Hoje, mais de três anos depois, acompanhando os processos corriqueiros da escola, percebemos que essa linguagem não é mais usual, mas as práticas, as vivências, o espírito, as posturas, as formas de se relacionar com o currículo, com o tempo pedagógico e com os alunos, continuam como antes, como um negócio.

Aos poucos nos fomos dando conta que isso, nada mais era, do que o jogo do empresariamento da sociedade, mencionado por Foucault (2008a), que estende para o tecido social, materializado nas instituições que não a empresa (dentre elas podemos destacar as escolas, universidades e a polícia), ―regras próprias e características do funcionamento da empresa: estímulo à concorrência, sistemas de premiação, processos de vigilância entre pares etc.‖ (BENEVIDES, 2017, p. 5).

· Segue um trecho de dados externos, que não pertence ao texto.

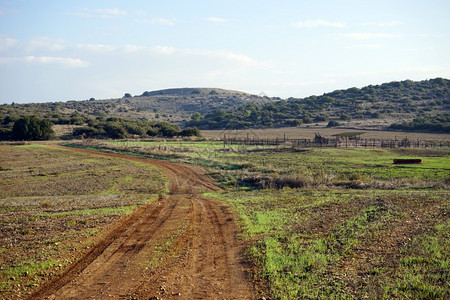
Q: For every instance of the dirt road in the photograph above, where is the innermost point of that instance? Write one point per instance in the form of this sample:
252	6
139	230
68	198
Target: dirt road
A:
182	246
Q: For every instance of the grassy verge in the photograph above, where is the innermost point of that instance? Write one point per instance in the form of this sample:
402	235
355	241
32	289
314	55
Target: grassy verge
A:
347	244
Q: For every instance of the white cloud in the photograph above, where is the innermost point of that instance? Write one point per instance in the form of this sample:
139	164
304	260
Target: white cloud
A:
216	20
364	46
140	13
96	47
318	23
104	13
110	11
164	49
383	24
45	43
368	35
160	21
6	43
62	61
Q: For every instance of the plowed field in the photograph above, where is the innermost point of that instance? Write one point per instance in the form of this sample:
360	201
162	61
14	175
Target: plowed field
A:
182	246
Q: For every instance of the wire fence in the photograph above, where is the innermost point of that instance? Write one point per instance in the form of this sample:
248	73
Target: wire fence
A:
338	142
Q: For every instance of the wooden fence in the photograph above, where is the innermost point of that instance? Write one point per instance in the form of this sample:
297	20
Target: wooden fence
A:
339	142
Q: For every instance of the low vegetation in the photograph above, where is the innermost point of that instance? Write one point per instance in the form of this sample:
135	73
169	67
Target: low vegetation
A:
54	204
331	223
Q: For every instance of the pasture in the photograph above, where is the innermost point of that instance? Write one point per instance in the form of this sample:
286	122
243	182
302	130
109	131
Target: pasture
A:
317	222
325	222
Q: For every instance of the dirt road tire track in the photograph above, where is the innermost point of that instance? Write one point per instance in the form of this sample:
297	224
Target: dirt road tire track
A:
183	246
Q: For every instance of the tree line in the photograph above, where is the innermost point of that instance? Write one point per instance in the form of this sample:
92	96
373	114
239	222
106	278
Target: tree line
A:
29	128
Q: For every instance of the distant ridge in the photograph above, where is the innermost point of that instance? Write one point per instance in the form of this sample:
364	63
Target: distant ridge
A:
401	105
190	91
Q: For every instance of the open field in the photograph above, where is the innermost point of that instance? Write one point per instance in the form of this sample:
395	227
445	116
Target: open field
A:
358	226
54	204
318	223
308	133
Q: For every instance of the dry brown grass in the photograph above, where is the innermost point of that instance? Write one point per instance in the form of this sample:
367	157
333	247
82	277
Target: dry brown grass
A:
53	205
308	133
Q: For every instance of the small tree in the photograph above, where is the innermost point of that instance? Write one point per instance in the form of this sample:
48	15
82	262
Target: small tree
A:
191	131
32	128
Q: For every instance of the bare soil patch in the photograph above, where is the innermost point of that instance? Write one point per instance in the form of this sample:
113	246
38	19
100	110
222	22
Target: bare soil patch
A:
184	244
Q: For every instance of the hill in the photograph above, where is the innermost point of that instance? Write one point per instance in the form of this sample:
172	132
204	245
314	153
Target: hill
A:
422	105
403	105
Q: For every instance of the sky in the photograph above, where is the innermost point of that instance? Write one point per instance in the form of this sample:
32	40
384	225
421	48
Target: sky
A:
76	50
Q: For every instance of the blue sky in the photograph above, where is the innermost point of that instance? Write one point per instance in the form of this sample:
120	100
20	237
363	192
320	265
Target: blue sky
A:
75	50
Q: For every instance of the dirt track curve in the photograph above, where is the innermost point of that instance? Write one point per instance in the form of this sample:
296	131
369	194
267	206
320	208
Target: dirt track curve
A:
183	246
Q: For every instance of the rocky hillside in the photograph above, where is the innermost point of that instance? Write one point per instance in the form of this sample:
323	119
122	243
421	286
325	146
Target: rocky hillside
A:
405	105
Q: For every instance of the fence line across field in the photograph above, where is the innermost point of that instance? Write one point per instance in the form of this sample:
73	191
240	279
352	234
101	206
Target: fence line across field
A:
340	142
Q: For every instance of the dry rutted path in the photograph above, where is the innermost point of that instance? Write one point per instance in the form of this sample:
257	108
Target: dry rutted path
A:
182	246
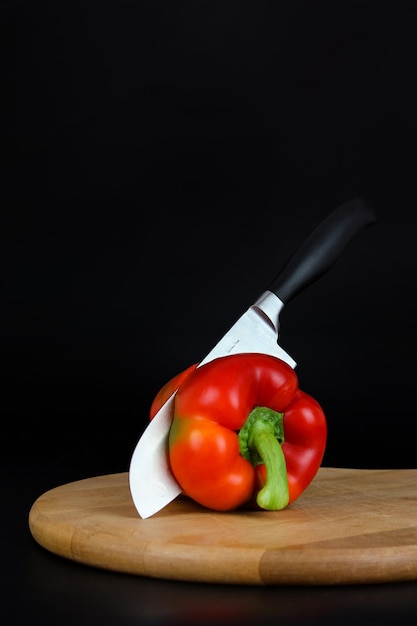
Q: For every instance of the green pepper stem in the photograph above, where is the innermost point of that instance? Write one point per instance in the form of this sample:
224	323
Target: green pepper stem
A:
260	441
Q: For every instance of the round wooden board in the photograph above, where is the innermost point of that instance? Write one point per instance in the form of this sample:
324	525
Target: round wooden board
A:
349	526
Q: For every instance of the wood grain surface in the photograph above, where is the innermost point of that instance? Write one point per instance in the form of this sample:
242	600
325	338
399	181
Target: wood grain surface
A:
350	526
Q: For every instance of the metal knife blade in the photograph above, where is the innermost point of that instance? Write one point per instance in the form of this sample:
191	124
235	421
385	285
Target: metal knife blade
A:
151	482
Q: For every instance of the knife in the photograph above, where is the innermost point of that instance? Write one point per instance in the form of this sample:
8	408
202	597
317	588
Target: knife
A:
151	482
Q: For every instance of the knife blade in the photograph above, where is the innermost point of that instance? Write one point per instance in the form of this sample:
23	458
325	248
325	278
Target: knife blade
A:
151	482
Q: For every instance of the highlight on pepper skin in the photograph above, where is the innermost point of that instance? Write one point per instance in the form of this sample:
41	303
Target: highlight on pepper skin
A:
243	434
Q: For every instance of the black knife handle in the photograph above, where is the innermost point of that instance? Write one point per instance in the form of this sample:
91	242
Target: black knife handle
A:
322	248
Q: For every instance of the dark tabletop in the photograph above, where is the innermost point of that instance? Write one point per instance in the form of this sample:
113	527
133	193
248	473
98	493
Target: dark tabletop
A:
39	587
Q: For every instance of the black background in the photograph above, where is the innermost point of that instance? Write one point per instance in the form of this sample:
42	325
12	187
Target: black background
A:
162	161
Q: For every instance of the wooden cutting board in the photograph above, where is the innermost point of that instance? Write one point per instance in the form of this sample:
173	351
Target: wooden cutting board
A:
349	526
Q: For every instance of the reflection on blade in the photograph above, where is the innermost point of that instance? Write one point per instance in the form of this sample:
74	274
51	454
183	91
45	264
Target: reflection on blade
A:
151	482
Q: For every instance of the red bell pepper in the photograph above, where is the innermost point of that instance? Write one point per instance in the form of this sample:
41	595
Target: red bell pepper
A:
243	433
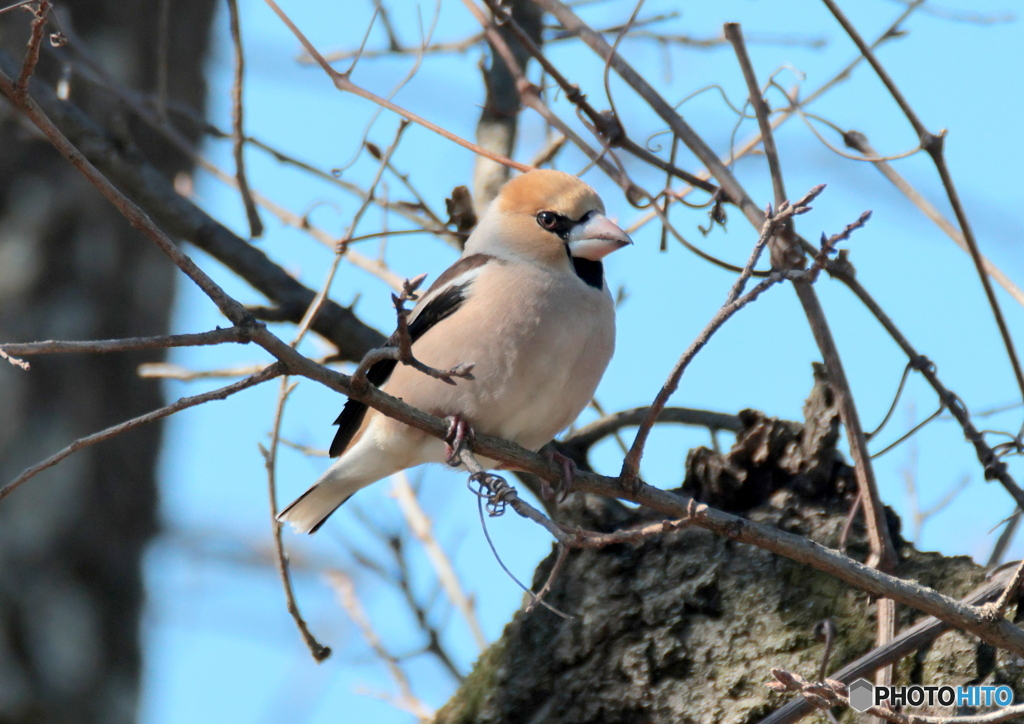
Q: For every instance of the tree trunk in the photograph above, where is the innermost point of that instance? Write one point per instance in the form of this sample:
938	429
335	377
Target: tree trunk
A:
685	627
71	267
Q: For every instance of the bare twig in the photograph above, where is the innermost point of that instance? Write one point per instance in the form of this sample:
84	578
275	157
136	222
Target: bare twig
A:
266	374
32	51
343	83
218	336
773	222
420	525
345	590
320	651
828	693
933	143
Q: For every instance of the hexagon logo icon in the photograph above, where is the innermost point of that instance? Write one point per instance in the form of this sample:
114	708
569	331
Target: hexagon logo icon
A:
861	694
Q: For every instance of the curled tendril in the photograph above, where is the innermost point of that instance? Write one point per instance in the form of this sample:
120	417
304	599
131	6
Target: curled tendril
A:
494	488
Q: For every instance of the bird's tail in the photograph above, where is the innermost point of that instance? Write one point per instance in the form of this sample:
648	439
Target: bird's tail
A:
353	471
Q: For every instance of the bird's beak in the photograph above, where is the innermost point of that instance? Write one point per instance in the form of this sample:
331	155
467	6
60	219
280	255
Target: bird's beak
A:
596	238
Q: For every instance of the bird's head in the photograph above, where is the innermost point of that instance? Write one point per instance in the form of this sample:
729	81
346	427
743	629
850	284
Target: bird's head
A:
547	216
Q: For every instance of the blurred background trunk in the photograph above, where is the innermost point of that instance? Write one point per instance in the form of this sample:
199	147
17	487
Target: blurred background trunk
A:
71	267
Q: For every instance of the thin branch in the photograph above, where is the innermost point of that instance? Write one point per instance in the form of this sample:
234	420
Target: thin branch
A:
585	437
267	373
828	693
785	254
858	140
345	591
32	51
320	652
733	303
218	336
181	216
909	640
344	84
420	525
933	143
238	132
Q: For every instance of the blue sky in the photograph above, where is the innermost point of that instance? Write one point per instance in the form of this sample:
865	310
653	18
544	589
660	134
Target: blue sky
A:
219	644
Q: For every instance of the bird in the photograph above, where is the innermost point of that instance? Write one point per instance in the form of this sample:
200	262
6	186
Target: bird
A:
526	304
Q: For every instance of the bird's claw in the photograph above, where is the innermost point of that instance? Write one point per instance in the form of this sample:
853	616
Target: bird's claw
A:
459	432
562	488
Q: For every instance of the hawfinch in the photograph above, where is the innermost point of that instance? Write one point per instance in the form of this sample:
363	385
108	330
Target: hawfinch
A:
526	304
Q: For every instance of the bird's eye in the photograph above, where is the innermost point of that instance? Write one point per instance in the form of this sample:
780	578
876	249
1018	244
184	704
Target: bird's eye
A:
548	219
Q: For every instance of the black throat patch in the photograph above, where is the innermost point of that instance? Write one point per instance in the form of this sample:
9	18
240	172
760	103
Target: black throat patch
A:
590	271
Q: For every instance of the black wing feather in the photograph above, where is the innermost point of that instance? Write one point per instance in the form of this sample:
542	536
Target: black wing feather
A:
440	307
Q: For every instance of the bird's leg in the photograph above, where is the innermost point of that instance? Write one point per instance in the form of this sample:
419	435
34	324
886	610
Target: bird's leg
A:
459	432
563	488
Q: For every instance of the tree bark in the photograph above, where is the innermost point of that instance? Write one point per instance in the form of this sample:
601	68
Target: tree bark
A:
686	627
71	267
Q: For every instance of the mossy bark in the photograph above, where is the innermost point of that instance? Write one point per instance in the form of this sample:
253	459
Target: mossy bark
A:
685	627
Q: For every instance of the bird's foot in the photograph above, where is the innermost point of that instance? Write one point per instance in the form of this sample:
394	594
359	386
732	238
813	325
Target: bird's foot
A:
567	482
459	432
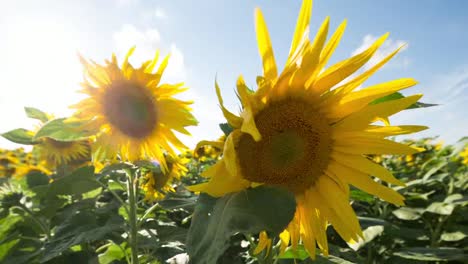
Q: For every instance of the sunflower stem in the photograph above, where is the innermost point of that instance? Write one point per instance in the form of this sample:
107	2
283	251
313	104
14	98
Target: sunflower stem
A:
41	224
132	217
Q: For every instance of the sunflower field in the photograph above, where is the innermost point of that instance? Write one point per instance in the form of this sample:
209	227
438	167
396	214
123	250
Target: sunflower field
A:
308	170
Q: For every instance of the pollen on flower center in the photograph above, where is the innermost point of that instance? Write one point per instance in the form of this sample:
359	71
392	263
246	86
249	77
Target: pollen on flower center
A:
294	149
131	109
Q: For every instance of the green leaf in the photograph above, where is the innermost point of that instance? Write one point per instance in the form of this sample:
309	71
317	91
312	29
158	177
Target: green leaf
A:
6	224
174	203
34	179
226	128
79	228
432	254
390	97
6	246
36	114
440	208
359	195
62	130
80	181
298	253
249	211
369	234
20	136
407	213
113	252
398	95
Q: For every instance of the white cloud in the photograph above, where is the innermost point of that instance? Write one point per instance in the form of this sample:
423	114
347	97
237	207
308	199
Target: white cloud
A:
123	3
39	69
387	47
160	13
147	41
449	119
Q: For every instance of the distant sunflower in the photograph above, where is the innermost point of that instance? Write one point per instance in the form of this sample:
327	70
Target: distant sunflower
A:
464	155
57	153
157	184
134	114
309	130
24	169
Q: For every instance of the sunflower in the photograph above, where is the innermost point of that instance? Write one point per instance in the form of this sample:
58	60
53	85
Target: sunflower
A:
156	184
57	153
132	112
8	161
206	150
24	169
464	155
309	129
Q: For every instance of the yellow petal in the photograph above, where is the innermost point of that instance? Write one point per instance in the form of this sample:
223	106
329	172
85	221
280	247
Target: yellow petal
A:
302	26
355	101
125	62
264	46
364	182
363	117
248	125
373	146
232	119
150	67
341	70
221	182
216	144
331	46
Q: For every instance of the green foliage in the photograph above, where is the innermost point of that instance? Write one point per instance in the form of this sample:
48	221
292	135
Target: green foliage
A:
398	95
20	136
82	217
35	113
62	129
216	220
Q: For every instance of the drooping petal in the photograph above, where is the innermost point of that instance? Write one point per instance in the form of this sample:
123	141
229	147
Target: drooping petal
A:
264	46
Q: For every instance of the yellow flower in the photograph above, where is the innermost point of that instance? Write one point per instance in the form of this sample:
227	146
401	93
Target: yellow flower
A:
307	129
464	155
57	153
409	160
158	183
134	114
209	149
22	170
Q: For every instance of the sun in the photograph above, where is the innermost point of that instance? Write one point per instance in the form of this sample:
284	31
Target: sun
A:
309	130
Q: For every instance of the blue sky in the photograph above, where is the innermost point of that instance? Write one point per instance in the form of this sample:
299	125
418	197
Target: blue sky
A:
39	41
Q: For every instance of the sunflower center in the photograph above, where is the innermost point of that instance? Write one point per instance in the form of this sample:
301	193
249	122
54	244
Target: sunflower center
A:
130	108
295	146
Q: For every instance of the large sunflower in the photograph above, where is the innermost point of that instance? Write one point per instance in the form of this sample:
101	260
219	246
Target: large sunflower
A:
134	114
309	130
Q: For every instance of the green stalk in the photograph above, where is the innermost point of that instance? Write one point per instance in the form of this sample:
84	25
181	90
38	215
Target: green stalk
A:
132	217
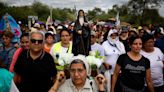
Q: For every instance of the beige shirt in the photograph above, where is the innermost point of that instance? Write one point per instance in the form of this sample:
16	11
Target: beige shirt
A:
69	87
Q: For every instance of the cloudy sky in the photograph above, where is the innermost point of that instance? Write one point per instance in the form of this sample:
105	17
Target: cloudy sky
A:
80	4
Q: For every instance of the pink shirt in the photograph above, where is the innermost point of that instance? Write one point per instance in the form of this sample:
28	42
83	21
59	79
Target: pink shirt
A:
14	59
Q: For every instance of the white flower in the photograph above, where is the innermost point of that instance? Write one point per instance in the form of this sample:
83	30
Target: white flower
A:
92	53
92	60
61	62
63	58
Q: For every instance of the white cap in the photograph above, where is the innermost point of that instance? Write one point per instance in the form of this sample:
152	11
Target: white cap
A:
59	27
37	25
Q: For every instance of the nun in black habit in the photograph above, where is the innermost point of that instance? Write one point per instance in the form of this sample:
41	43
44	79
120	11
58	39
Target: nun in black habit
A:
81	35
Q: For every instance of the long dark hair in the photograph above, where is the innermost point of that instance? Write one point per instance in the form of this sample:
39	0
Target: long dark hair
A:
85	20
2	65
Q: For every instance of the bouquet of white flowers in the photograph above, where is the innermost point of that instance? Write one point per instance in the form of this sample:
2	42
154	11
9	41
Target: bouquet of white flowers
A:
63	60
95	60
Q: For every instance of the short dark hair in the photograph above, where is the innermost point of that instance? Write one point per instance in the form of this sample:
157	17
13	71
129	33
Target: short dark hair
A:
49	34
8	34
146	37
133	38
65	29
76	61
24	34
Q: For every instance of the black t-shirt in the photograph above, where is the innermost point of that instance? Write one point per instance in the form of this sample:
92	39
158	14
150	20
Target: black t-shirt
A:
133	73
36	75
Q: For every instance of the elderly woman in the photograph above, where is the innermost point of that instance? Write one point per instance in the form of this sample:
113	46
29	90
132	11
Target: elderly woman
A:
113	48
78	81
135	69
156	58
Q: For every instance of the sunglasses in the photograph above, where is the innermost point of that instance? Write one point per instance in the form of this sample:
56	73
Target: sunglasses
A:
34	41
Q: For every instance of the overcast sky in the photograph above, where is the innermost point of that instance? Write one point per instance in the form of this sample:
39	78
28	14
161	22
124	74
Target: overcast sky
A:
80	4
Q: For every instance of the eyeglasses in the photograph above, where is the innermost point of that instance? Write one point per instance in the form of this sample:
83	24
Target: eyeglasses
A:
34	41
73	71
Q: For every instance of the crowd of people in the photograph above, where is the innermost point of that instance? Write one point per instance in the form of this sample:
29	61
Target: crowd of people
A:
133	58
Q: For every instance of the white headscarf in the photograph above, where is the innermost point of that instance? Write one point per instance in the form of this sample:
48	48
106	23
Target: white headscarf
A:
111	40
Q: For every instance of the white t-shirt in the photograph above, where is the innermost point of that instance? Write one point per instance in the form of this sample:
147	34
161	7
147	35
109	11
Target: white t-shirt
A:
98	47
156	65
112	53
64	49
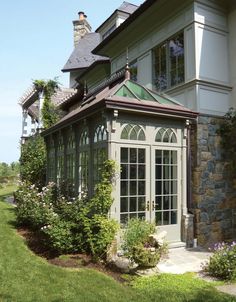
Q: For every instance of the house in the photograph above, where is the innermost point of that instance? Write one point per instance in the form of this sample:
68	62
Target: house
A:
149	89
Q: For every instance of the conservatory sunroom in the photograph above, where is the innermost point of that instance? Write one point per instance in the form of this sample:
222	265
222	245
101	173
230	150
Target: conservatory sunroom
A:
145	133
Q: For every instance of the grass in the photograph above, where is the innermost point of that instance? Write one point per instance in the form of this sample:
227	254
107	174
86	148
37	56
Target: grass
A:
7	190
25	277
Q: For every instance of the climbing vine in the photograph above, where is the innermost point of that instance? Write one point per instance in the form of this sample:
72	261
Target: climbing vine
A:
50	114
227	131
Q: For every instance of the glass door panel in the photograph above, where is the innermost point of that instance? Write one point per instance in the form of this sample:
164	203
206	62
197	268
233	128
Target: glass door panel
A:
165	192
132	183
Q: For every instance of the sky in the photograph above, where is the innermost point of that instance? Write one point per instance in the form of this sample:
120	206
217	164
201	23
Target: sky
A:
36	39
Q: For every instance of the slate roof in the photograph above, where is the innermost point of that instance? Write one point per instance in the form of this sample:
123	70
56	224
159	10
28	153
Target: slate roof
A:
82	56
30	102
127	7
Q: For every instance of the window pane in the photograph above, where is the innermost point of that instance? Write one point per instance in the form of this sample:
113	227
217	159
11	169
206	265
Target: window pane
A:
124	155
173	217
141	204
133	171
124	188
158	204
141	155
133	188
166	218
124	171
141	172
141	188
133	204
133	155
124	204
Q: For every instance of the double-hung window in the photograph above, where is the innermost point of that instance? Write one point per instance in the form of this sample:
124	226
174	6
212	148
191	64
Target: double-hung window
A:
168	68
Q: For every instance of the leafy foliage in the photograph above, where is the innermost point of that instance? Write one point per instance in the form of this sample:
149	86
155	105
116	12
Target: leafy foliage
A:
137	232
8	173
74	225
138	246
33	161
223	262
50	114
228	139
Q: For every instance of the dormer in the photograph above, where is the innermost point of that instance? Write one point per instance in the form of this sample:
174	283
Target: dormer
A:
116	19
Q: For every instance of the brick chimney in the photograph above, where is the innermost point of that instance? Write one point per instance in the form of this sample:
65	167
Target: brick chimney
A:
81	27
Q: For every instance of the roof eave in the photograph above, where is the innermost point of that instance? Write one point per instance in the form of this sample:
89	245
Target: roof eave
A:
154	110
124	25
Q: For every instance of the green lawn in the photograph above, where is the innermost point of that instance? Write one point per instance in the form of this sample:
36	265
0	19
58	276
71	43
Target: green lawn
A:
7	190
25	277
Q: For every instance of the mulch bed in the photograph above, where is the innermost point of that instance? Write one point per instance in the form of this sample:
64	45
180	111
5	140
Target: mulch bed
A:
34	242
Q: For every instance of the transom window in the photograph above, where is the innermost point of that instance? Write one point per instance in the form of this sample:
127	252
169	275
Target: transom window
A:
133	132
100	134
169	63
166	135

Os movimentos criados pelo novo modelo capitalista parecem seduzir e gerar um anseio por novos valores educacionais, fincados na promessa de que assim, a educação terá um sentido prático e que os alunos terão novo gosto por este lugar que é a escola. No entanto, isso pela busca de uma vinculação da educação a um

―economismo‖ aparentemente simplista cujo axioma principal é que as instituições, em geral, e as escolas, em particular, só têm sentido dentro do serviço que elas devem prestar às empresas e à economia. O ―homem flexível‖ e o ―trabalhador autônomo‖ constituem, assim, as referências do novo ideal pedagógico (LAVAL, 2004, p. 3)

Passando, assim, a operar com engenharias de produção e fomento do que Foucault (2008) chamou de homo oeconomicus que ―é o homem governável porque é o homem cognoscível, e é o homem cognoscível porque é o homem governável‖ (BENEVIDES; CARVALHO, 2015, p. 365).